売上競争はあるか?何もないですよ。給料は人それぞれ。だから、いい業界です。ランキング表公開せんかったらもっと頑張る人いるのではないかな、バレないっていいこと多いです。

意外とね、タクシー業界の先輩って頭柔らかいのです。もちろん人によるけど、敬語はしっかり使ってたら、長年できるのでは?先輩って言う言い方は相手にとってもいいものではないかな?

東京で関西の主婦とLINE交換して、2週間以内に飲みに行って、そのあとスナックでカラオケ行ってたから、その点、関西はなんせ『早い』東京はなんか『遅い』イメージが若干ある。俺ら、シフト決まってるねんから、そんな長引かさなくていいやんと思うタイプ。


人間関係で悩まないためのサバイバル術

最後に、俺が8年間タクシーやってきて掴んだ「人間関係の処世術」を語っていく。

タクシー業界で人間関係に悩む人の特徴?苦手なやつの相手をしてしまう人。損切りが苦手なタイプ。「もーえーわ」って思えないタイプかな。どんな人でもしっかり対応って思うタイプは、タクシー向いてないかもしれない。

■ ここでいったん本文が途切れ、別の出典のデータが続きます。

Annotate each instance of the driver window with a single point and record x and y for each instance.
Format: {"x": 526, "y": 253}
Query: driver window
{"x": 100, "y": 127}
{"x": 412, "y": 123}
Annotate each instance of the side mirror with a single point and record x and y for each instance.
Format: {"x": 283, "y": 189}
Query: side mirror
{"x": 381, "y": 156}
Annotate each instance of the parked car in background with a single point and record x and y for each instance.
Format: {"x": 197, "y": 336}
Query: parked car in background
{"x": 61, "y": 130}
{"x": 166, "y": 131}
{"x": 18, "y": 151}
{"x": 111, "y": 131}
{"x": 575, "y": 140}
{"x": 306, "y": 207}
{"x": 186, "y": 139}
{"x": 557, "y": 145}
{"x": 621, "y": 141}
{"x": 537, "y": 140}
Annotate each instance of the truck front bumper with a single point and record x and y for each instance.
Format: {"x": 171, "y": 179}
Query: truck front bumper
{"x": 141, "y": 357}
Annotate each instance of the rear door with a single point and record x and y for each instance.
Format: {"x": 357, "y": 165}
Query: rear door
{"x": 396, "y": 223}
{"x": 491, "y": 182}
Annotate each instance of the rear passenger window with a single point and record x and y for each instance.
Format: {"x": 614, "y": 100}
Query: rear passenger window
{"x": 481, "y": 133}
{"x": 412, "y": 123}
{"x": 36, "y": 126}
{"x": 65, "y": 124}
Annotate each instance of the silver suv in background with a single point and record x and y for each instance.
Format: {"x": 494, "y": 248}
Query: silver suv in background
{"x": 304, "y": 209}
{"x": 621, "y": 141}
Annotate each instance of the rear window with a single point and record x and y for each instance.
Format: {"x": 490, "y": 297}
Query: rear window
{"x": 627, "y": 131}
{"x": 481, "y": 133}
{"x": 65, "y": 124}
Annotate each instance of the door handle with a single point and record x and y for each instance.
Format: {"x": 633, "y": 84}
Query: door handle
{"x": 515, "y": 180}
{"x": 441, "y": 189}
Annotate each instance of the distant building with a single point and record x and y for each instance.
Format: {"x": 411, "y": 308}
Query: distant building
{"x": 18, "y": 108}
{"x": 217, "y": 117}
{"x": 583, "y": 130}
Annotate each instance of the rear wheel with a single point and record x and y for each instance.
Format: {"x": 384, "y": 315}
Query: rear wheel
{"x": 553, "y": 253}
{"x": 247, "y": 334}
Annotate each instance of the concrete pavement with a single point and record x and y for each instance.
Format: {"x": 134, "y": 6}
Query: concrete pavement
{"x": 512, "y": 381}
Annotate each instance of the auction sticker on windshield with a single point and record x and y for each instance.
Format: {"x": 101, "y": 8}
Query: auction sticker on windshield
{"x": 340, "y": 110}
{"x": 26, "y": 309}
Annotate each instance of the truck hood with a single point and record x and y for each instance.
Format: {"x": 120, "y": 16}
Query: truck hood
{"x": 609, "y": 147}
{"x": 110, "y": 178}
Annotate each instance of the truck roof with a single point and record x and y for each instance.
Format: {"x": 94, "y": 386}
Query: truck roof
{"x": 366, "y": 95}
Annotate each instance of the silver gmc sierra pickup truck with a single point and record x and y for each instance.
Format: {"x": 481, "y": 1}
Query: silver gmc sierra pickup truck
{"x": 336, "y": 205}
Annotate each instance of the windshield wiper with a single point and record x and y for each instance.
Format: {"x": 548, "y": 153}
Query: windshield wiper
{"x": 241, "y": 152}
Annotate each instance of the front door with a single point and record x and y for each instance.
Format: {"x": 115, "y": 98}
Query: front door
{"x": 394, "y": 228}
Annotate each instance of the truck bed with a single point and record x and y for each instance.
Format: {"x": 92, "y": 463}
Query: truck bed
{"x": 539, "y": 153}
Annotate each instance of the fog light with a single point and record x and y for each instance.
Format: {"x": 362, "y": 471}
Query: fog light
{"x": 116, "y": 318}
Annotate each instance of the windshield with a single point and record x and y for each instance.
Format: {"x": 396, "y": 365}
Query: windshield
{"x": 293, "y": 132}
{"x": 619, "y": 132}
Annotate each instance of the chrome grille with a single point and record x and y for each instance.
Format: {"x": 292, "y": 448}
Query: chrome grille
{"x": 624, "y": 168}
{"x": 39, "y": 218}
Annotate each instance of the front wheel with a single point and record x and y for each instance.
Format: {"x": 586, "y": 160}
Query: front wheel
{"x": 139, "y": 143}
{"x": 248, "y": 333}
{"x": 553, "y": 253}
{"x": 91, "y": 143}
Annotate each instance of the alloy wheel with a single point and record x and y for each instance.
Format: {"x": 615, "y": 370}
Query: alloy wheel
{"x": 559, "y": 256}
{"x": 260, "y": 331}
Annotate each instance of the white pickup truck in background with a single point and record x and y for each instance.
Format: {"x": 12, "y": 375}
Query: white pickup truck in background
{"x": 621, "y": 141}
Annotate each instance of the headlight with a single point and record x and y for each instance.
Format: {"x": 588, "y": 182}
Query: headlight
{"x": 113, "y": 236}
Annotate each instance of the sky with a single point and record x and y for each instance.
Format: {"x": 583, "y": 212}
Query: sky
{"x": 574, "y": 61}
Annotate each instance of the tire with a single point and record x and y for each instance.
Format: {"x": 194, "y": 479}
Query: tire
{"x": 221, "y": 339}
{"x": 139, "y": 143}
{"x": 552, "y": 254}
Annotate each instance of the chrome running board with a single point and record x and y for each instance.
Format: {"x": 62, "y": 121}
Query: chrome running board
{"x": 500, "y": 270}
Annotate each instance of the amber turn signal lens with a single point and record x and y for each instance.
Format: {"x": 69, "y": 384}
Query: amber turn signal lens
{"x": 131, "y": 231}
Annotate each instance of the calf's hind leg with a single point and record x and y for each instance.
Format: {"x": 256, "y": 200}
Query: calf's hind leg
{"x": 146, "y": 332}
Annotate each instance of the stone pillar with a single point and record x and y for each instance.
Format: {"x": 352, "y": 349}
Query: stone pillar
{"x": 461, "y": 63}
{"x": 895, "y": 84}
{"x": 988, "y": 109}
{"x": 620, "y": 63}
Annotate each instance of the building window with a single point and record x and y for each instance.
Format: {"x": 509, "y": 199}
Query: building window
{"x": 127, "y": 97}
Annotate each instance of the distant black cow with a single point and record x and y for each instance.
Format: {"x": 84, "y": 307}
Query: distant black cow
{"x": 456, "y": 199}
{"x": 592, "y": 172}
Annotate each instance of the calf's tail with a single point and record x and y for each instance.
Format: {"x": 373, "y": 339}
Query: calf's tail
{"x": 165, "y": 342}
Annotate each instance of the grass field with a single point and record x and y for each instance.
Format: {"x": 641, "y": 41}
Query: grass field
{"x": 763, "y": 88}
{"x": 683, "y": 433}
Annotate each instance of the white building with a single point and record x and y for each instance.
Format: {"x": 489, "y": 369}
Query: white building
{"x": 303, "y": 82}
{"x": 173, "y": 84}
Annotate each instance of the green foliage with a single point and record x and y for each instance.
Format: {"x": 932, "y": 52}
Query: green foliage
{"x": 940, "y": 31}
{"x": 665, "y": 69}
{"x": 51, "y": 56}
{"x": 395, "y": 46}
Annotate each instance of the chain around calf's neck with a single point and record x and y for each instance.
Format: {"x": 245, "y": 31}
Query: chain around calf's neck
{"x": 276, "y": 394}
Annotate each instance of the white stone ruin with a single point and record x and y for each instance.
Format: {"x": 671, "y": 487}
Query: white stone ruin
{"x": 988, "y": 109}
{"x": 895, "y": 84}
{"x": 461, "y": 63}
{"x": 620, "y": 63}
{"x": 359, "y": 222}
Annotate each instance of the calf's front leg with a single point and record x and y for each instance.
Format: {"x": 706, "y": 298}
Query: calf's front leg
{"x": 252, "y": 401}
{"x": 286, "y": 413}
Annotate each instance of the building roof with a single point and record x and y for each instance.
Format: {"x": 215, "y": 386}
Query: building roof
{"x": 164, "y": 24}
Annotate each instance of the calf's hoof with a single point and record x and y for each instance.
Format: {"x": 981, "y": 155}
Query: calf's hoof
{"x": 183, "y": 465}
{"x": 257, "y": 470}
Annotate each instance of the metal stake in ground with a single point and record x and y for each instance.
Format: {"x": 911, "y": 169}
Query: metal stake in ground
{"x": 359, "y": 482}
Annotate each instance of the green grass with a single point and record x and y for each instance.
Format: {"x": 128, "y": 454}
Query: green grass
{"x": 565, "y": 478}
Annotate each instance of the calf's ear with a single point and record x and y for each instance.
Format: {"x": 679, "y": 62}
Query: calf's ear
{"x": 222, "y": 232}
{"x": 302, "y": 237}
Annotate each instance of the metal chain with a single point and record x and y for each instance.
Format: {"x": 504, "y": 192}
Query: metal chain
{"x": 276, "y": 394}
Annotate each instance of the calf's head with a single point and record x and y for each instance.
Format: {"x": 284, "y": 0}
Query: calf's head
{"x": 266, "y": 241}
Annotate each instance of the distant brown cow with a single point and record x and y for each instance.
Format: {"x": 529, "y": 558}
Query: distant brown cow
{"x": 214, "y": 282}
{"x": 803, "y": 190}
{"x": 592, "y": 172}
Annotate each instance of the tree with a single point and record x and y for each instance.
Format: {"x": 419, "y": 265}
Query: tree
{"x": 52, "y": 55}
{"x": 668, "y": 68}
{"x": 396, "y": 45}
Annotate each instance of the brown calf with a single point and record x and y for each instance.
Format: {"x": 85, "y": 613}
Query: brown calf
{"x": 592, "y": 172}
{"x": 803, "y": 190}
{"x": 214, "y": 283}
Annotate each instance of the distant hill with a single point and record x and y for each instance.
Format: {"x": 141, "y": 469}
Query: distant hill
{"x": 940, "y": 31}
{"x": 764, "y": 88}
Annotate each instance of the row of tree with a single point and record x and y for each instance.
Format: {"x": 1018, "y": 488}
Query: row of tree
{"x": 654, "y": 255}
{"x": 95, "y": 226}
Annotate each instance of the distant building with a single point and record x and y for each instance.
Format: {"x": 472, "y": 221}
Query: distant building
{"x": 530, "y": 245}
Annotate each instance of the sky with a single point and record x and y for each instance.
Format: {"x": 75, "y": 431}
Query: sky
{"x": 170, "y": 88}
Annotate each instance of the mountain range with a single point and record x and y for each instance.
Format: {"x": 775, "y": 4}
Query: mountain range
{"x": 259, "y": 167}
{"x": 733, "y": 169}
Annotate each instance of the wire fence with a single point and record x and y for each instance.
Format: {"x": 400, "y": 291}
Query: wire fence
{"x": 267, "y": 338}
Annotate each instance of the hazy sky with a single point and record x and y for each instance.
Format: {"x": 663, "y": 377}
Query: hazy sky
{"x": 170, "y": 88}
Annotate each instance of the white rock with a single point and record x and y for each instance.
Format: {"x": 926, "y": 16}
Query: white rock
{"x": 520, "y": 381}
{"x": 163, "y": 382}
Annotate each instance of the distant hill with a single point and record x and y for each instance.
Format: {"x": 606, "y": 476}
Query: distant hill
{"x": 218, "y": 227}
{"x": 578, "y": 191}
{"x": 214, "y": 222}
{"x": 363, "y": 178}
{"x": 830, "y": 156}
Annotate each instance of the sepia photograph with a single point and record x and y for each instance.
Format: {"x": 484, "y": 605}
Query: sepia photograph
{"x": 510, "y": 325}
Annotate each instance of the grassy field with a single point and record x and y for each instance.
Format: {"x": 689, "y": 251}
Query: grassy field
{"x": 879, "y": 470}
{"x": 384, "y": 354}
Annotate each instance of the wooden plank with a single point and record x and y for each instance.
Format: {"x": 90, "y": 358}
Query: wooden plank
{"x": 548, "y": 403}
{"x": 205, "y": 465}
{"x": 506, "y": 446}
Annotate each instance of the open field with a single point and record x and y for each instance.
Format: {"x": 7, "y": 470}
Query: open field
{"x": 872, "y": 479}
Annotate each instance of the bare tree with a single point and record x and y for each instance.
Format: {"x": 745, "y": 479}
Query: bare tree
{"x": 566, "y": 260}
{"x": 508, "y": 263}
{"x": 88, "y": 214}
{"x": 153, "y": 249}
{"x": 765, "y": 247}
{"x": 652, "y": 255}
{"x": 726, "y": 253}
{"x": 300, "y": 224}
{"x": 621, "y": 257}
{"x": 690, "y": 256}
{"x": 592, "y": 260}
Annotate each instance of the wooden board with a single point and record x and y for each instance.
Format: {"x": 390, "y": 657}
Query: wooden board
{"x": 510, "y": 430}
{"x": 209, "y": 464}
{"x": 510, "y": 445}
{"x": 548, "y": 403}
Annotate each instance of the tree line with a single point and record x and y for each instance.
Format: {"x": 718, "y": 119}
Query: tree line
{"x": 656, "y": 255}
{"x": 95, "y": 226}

俺が守ってる人間関係のルール?自慢話多いやつはさっさと切る。話長いやつとか。オチとか多少あるなら聞くけど、ないなら、「ちょっとトイレ」とか言うて、時間見て、早く車乗る。「トイレ」ってのは、ほんと、人生で最後の最後まで携わるから、ほんといろんなところで使えるですね。

嫌な先輩・同僚がいた時の対処法?何時くらいに来てるとか、研究しますね。何時くらいに帰ってくるとか、とにかく研究する。台数口はギャンブルですね。さっさと出てまうか、降ろしてしまったらサッといく。特に田舎は、「あいつが入ってくるやったら俺、会社辞める」って会話、ザラにありますので。

これからタクシー始める人へのアドバイス?苦手やなって思ったら、もう台数口だけ割り切ったらいいんではないかな。会社は、「あいつはどうで」って愚痴ってもなんもしてくれない前提で、自分でどうにかする逃げる技を持っておく人間関係の情報は入れすぎるとしんどくなるので、できるだけ遮断も一つの方法


まとめ:タクシーは人間関係で悩まない業界、ただし孤独との戦いはある

タクシー業界の人間関係をまとめると、こうなる。

  • 同乗指導1〜2日だけ、あとは完全に一人
  • 同僚との距離感は「必要以上の連絡は避ける」もちろん元気あるならとってもいい。
  • 単純接触効果ゼロ、恋愛に発展しにくい。以前の会社で6年間で1組だけ聞いたことある。
  • 人間関係サバイバル術は「損切り力、トイレ逃げ、情報遮断」

タクシーは、人間関係で悩むことが少ない業界。でも、その代わりに孤独との戦いはある。一人で車を運転してる時間が長いから、孤独を楽しめる人じゃないと、しんどい。逆に言えば、人間関係が苦手な人や一人好きには、究極めちゃくちゃ向いてる。が、いずれ限界くる時もある。

俺は半年後、兵庫に帰る。タクシーで学んだ「一人で完結する力」「損切り力」「情報遮断力」は、次のステップでも絶対に活きる。

タクシーだけで生きるのか、タクシーを踏み台にするのか。俺は、後者を選んだ。